In our previous post we talked about the importance of the role of the CISO when it comes to helping organizations to maintain solid security programs and maintain alignment between what an enterprise decides its security posture should be and the personnel, technical, and process controls that need to be in place to enforce that policy.
And as we discussed, one of the biggest challenges in getting there is getting executive leadership onboard. This is essential because without such executive sponsorship of the security program their not only won’t be the budget in place to get done what needs to be done, but there will not be the will needed to make the difficulty decisions that are required to keep people, systems, and data secure.
This is more important to businesses today than ever, especially as more and more of the business becomes digitized, deploys more apps, and generates more data at ever increasing speed there is greater digital attack surface than ever before. This means most every company today is digital and runs on software. There aren’t many executives who’d disagree with this, or disagree with the fact that this data needs protection.
So why is it so hard getting executive buy-n and keeping the security program aligned with the business. One of the reasons is information security professionals are often their own worst enemy when it comes to communicating the nature of risks. Most are technologists and are comfortable talking in terms of technical flaws and vulnerabilities, but don’t do enough to translate those technical risks to potential business risks. If security professionals want executive leadership to hear what they are saying, information security has to be communicated in business terms.
After years of interviewing CISOs, CIOs, CEOs, CMOs, security analysts, operations people, developers, and others in the enterprise I’m certain that communication problems among these various groups is one of, if not the, most pressing challenge.
When explaining information security risks, what does it mean to explain them as business risks? If you are convincing an investment in building automated security and QA testing in the development pipeline, for instance, the primary focus would be on software flaw reductions. While obviously reducing security related and quality related software flaws the primary interest of business execs will be in the demonstration of how such a program will reduce risks of a data breach, improve application update, and reduce costly software fixes at some later time.
This will help to secure budget more than anything else.
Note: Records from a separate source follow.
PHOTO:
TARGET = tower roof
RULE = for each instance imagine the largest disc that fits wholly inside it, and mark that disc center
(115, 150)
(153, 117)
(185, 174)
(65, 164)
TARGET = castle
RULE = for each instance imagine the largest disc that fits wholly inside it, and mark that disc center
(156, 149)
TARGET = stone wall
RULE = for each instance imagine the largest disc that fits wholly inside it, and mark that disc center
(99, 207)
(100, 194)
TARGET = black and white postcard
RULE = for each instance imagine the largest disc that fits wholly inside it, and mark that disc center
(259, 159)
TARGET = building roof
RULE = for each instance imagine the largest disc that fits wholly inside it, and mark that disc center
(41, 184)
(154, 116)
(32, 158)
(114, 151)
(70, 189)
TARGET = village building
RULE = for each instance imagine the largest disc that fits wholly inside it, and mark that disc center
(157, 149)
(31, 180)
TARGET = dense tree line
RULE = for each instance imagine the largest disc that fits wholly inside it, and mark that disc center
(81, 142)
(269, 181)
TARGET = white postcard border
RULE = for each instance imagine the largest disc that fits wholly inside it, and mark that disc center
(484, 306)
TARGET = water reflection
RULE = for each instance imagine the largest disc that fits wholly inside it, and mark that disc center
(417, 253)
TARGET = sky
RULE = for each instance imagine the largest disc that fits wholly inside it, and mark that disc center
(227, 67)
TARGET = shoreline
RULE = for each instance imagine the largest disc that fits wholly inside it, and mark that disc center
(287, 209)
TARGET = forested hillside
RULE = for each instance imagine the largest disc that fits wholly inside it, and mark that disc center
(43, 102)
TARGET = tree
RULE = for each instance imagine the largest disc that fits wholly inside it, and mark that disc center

Well, that’s not entirely accurate: a nasty data breach will secure the most security budget but that’s not a path most want to have to endure.
Finally, communicating isn’t only about speaking with senior leadership. It’s also about leaning how to help various lines of business and units be more secure. What are their pain points and how can the security program help? Perhaps the younger employees want to be able to use more types of devices, or cloud services. Sometimes these things may not be possible, depending on the job role. Other times, however, it’s often possible to provide workers the tools and services they want in a secure way.
And that’s a way, by helping business leaders and managers get what they need (but securely), to not only be heard by business leaders but get them to proactively seek your advice.